Jackson County Fair set to begin Sunday


BROWNSTOWN — While the Jackson County Fair doesn’t open to the public until Sunday, dozens of people have been busy the past few days setting up their booths and preparing for the opening day to greet fairgoers.

“There is such a good variety and something for everyone to enjoy,” Richard Beckort of Seymour said of the fair. He has been with Purdue Extension Jackson County for 36 years.

This is the 35th fair for Beckort, and he describes the Jackson County Fair as something that changes but also doesn’t change.

“I can’t say enough about how great of a job the fair board does to improve on the buildings we have and make sure the grounds stay nice, but we still maintain that good old-fashioned county fair,” he said as he took a break from working Thursday in the 4-H Building.

For many longtime fairgoers, a majority of their life has revolved around attending or working at the fair.

“You never miss a day of the fair,” said Kalli Berry, who is a volunteer with the Jackson County History Center.

In the Antique Building, volunteers with the history center were busy Thursday setting up displays of antique furniture, vehicles and other items for fairgoers to enjoy the deep-rooted history of the county.

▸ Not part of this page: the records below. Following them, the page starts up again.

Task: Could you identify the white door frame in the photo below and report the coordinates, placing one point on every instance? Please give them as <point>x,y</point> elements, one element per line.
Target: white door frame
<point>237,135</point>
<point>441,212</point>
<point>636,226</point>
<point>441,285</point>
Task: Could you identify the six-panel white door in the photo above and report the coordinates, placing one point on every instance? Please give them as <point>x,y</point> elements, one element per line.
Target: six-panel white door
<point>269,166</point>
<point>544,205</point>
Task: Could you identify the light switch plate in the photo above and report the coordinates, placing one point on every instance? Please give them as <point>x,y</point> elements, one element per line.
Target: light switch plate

Gloria Cross, an officer with the history center, has been involved with the building display for 20 years and has been attending the fair ever since she was a young 4-H member.

“The fair has been a big part of my life even when I was a 10-year 4-H member,” the Brownstown woman said. “You planned everything around the fair.”

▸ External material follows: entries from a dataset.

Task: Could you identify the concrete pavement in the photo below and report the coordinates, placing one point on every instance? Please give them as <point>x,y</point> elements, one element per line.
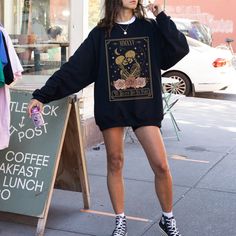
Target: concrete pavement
<point>203,166</point>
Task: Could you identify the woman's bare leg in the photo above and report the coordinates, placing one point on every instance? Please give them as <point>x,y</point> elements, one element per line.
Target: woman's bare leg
<point>113,139</point>
<point>152,143</point>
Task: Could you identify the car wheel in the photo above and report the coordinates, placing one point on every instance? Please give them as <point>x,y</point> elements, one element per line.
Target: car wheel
<point>183,87</point>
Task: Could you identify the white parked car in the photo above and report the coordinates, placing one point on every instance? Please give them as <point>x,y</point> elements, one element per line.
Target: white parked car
<point>204,69</point>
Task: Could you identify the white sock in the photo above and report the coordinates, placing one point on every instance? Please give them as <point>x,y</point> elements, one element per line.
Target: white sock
<point>121,214</point>
<point>168,214</point>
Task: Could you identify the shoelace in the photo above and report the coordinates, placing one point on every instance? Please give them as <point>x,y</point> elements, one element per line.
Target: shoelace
<point>120,227</point>
<point>171,225</point>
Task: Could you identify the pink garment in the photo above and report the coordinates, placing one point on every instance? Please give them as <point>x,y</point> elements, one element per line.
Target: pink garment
<point>15,62</point>
<point>5,93</point>
<point>4,117</point>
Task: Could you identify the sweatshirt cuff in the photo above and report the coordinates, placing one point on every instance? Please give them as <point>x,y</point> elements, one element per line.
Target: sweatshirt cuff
<point>161,15</point>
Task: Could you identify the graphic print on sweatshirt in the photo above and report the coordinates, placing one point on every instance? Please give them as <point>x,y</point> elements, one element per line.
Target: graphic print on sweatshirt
<point>129,69</point>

Cross and her late husband, Gary, enjoyed running the lemon shake-up stand for a number of years — a memory she is quite fond of.

Now at 79 years of age, Cross said she enjoys seeing the displays of history from each township in Jackson County as photos, article clippings and other mementos are hung on the walls in the Antique Building.

Beckort said one of the things that makes the Jackson County Fair unique is that it still offers opportunities and activities that some fairs don’t have anymore.

“We have a lot of things that other county fairs don’t have, like the Antique Building and Horticulture,” Beckort said. “I would definitely say we have one of the best, if not the best, fairs in the state.”

Besides his many years of involvement in helping 4-H kids display their projects, he fondly remembers bringing his own children to the fair and experiencing joy through their eyes.

Across from the 4-H Building, members of St. John’s Sauers Lutheran Church were busy Thursday putting the finishing touches on the new fair food stand.

“This is a big change, and it takes a lot of prep work,” Greg Stuckwisch said.

He said to make something successful, it takes a village of people willing to chip in and help.

Stuckwisch also said the same can be said for not only the completion of their new fair stand but for the fair as a whole.

“All of this work at the fair doesn’t just happen by itself,” he said.

Jeff Lorenzo of Seymour, who is a member of the church, said one thing he looks forward to each year at the fair is the camaraderie and connecting with old friends.

“I always enjoy seeing people I only see probably once a year,” he said. “That’s what the fair is about, seeing and connecting with people.”